I certainly don't miss my technical help desk getting calls from doctors asking me to update a record (i wasn't allowed to write data), or in one memorable occasion calling to enquire what diagnosis a certain set of symptoms needed. 'But you're a help desk!'
“a total of 56 per cent of the 2,000 people surveyed in the inaugural National Personal Data in Research Survey would also stand in the way of advances in medical science by not allowing their data to be shared for research.”
Big Pharma needs to be beaten with the Cluestick *and* the Salmon of Correction - it's called Personal Data for a reason!
"IMI's executive director, Pierre Meulien, said: “Medical researchers rely on data from patients to advance our understanding of diseases and develop new treatments. By bringing together different stakeholders in research, projects like eTRIKS are well placed to facilitate the use of this data to advance research while respecting patients’ wishes and addressing wider ethical and legal issues.”

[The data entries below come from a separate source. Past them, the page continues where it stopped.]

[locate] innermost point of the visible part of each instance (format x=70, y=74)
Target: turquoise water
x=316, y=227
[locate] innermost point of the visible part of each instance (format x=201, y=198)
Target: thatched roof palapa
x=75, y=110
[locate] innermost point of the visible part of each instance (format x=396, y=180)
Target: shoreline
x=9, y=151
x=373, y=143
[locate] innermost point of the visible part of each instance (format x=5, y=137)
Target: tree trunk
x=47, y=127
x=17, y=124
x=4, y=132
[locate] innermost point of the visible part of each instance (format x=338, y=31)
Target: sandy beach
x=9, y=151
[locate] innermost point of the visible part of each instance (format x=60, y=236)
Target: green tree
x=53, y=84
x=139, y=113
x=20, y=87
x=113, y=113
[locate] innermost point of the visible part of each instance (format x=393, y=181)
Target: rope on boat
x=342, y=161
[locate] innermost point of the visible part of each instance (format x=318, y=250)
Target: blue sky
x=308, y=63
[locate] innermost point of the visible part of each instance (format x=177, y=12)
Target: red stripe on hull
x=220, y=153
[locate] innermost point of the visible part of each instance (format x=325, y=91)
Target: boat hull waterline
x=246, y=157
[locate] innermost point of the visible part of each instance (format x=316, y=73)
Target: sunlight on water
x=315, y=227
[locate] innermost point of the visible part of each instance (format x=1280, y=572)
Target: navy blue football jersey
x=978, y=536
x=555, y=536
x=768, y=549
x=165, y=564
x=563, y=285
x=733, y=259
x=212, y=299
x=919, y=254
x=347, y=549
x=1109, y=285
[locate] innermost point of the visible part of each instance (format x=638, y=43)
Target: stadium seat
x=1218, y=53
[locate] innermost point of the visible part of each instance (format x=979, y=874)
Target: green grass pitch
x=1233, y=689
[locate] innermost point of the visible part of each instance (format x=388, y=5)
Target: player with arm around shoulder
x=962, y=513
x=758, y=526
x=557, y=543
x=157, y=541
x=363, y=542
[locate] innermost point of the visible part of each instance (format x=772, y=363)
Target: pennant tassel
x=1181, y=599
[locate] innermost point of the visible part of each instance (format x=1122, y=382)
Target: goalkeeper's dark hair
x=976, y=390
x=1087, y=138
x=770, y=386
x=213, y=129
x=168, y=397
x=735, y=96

projects like eTRIKS are well placed to facilitate the use of this data to increase profits while ignoring patients’ wishes and wider ethical and legal issues.”
Perhaps the NHS can do the decent thing and share it with the patient themselves first?
I mean its a royal pain in the ass to get to see anything, then you have to pay and its crappy photo copies and scans.....and you want us to "learn" to share for some obscure and dubious process?
The NHS has had £10's billions to get it's act together and is still floundering in the 1950s.